3. Expanding and protecting tribal rights to jurisdiction. Sanders played a key role as the co-sponsor of the Violence Against Women Reauthorization Act of 2013. The bill was controversial and was bitterly opposed by Republicans because it expanded tribal jurisdiction over non-Indians. Due to a series of Supreme Court rulings, Tribes have been stripped of jurisdiction over non-Indians on their lands and this has created a gap in jurisdiction which has led to an epidemic of predation of Native women by non-Indian men. In 2010, the Justice Department released a report which found that Native women were 2 1/2 times more like to be victims of rape and murder than other American women.
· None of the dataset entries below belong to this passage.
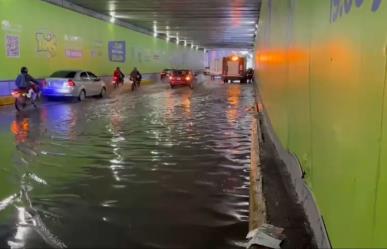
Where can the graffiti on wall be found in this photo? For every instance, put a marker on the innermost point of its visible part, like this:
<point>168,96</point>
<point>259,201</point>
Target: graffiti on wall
<point>12,44</point>
<point>339,8</point>
<point>46,43</point>
<point>117,51</point>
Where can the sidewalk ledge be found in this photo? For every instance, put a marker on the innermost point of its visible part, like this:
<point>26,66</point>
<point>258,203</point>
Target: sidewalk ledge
<point>6,100</point>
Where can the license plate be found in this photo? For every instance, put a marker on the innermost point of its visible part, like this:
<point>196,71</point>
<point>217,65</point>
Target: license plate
<point>56,83</point>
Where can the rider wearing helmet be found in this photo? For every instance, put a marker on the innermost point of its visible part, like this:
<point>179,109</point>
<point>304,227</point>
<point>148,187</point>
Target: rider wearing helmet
<point>136,76</point>
<point>118,74</point>
<point>24,81</point>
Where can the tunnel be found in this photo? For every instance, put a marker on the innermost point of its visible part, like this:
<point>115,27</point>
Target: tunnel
<point>192,124</point>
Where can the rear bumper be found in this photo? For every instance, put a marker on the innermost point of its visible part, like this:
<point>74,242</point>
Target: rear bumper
<point>179,83</point>
<point>51,92</point>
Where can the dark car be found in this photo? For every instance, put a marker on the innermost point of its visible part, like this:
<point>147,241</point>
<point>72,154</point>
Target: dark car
<point>182,77</point>
<point>250,75</point>
<point>165,73</point>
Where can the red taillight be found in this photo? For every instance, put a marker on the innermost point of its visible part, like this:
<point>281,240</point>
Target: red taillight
<point>71,83</point>
<point>16,94</point>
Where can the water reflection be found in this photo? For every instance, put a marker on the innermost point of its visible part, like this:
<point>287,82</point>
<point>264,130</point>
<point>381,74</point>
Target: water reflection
<point>161,169</point>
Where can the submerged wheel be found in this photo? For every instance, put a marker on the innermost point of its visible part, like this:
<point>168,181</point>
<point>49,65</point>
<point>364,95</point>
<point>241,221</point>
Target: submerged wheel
<point>103,93</point>
<point>82,95</point>
<point>18,105</point>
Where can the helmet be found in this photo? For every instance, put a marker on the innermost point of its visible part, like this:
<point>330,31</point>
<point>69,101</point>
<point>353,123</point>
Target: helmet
<point>24,70</point>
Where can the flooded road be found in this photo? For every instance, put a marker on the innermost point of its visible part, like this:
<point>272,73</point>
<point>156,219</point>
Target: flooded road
<point>158,168</point>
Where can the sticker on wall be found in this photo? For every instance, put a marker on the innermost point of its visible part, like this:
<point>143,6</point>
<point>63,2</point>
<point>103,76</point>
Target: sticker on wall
<point>74,53</point>
<point>339,8</point>
<point>46,43</point>
<point>8,26</point>
<point>117,51</point>
<point>12,43</point>
<point>74,46</point>
<point>96,49</point>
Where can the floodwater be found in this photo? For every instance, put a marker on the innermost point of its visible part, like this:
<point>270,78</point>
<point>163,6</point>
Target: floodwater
<point>158,168</point>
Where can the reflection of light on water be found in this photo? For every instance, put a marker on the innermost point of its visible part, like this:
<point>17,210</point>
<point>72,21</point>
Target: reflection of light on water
<point>7,201</point>
<point>21,129</point>
<point>234,93</point>
<point>115,162</point>
<point>116,120</point>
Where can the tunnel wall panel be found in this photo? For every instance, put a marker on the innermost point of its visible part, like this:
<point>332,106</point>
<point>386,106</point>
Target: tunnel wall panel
<point>321,68</point>
<point>47,38</point>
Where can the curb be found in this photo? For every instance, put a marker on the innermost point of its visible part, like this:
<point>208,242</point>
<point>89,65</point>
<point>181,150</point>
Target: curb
<point>257,201</point>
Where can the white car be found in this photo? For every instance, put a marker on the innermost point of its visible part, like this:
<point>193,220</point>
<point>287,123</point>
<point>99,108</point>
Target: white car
<point>79,84</point>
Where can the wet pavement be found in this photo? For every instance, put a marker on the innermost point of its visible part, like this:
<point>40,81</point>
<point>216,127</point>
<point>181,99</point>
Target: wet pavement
<point>158,168</point>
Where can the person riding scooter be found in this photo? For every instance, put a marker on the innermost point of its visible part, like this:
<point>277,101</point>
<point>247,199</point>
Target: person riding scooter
<point>118,77</point>
<point>136,77</point>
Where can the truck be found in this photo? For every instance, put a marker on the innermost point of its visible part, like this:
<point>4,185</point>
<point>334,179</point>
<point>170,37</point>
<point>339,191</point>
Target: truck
<point>216,68</point>
<point>234,68</point>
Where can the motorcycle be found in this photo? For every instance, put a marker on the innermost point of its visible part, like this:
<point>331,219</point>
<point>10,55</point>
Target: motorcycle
<point>135,82</point>
<point>25,97</point>
<point>117,81</point>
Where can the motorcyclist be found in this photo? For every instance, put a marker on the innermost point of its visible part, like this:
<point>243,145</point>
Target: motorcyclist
<point>136,76</point>
<point>119,75</point>
<point>26,82</point>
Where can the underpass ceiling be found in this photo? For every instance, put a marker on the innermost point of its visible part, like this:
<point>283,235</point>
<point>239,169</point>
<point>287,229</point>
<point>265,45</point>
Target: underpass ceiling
<point>205,23</point>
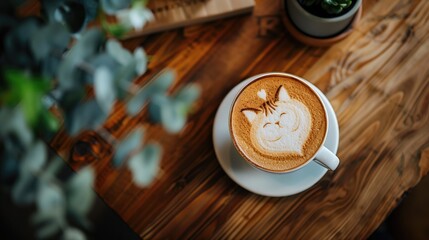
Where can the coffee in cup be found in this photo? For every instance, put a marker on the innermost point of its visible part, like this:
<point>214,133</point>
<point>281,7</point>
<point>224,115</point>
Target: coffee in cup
<point>278,123</point>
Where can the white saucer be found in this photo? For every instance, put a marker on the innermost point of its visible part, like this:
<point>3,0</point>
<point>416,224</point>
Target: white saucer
<point>258,181</point>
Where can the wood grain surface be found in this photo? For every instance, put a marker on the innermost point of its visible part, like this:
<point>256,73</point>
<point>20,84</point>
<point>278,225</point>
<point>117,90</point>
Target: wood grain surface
<point>377,80</point>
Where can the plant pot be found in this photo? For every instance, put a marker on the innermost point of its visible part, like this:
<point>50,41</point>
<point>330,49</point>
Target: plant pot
<point>316,26</point>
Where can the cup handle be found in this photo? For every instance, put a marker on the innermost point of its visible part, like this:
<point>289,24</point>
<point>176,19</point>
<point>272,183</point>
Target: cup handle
<point>327,159</point>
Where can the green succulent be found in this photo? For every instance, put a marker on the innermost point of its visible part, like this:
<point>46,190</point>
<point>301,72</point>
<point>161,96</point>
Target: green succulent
<point>329,6</point>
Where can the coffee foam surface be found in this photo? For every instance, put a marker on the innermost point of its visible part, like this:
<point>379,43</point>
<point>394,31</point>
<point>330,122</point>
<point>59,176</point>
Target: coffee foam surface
<point>278,123</point>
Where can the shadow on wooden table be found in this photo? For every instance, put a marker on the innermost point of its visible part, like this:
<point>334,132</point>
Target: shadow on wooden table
<point>410,220</point>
The report also found that over 70 percent of the perpetrators of these crimes against Native women were white men. In some counties in the United States, the murder rate for Native women was found to be 9 times that of other American women. Further compounding the lack of lack of protection for Native women, the FBI refused to prosecute in 70 percent of the cases. VAWA went into effect in 2015 with a few tribal pilot projects. Sanders plans to fight for further expansion of tribal jurisdiction in the next authorization of the bill. In the present version of the bill, tribal jurisdiction is limited to only Domestic Violence perpetrators.
4. Continue the White House Tribal Nations Conference (an annual conference Obama began shortly after he took office) and retain a Native American policy advisor as begun under Obama’s administration.
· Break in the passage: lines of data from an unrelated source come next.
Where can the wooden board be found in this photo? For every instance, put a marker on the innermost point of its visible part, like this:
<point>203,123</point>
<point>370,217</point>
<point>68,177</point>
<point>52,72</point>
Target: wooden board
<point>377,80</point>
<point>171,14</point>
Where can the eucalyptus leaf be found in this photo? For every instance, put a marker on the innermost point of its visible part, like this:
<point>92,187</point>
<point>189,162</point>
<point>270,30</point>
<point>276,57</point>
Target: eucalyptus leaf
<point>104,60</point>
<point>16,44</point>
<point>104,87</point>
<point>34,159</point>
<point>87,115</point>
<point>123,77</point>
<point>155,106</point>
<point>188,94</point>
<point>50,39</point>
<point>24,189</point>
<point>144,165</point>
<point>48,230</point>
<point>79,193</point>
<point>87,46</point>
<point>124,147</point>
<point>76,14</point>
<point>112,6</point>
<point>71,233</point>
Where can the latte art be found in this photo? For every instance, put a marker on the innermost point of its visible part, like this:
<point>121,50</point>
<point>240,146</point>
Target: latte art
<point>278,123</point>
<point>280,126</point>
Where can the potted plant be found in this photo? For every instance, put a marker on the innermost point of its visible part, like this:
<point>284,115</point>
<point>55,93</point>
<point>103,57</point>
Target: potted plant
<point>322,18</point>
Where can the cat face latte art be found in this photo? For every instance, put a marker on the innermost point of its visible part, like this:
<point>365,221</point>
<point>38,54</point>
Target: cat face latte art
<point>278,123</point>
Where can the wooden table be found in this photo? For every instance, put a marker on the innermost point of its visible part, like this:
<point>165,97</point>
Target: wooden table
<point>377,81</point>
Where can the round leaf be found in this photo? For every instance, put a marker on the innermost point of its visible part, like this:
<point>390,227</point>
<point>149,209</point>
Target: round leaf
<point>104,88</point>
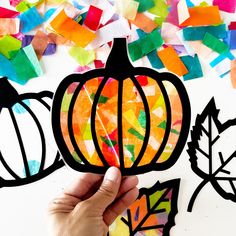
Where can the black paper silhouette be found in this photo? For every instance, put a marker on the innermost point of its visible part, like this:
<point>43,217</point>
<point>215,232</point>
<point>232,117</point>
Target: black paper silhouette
<point>9,99</point>
<point>119,68</point>
<point>212,152</point>
<point>155,209</point>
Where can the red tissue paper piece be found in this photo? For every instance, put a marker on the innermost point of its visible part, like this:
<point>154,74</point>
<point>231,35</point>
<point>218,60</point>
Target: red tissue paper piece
<point>93,18</point>
<point>232,25</point>
<point>7,13</point>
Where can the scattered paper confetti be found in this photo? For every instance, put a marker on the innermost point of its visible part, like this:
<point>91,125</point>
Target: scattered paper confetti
<point>209,15</point>
<point>215,44</point>
<point>167,32</point>
<point>9,44</point>
<point>172,62</point>
<point>228,6</point>
<point>9,26</point>
<point>93,18</point>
“I was given an opportunity to speak at the General Assembly,” Mendieta said, noting she hadn’t come to the ATNI meeting prepared to speak and found herself addressing the gathered leaders, deeply moved by the testimonials and speeches from tribal representatives she had heard. She says she urged them to take this opportunity to elect somebody “who fundamentally supported change” and to seize a “once-in-a-lifetime opportunity to shift their relationship with the federal government.”
Consistency + integrity = everyone’s best bet:
“Is Bernie Sanders Native Americans’ Best Bet for 2016?” https://t.co/CbRGbHTv9P
— Sean Patrick Murphy (@seanmurphy2012) October 13, 2015
Sanders, himself, addressed via prerecorded message the National Congress of American Indians’ conference in November. NCAI is the largest and oldest organization representing over 200 tribes from across the country.
Willis says the campaign will be reaching further into urban American Indian communities where, according to US Census, 78 percent of the Native American population reside. However, she said reservation communities cannot be overlooked. These communities have the proven ability to swing the vote in their districts. In very red states, the reservation counties are often the only blue ones in the entire state.
“An example,” Willis says, “of this would be Senator Tim Johnson’s election in South Dakota. It was a profound operation in South Dakota that brought out the Indian vote and swayed the election. And again in Montana and in 2008. Where there is a large Indian population they can sway entire counties.” She notes that Native American voters have a higher than average voter turnout. In former Senator Johnson’s (D) election he won 94 percent of the vote on the Pine Ridge reservation, home of the state’s largest tribe, the Oglala Lakota Sioux in 2002.
Willis predicts even greater things for the 2016 election because “The field organization and get out the vote push is even more widely known and established on reservations than before 2008.”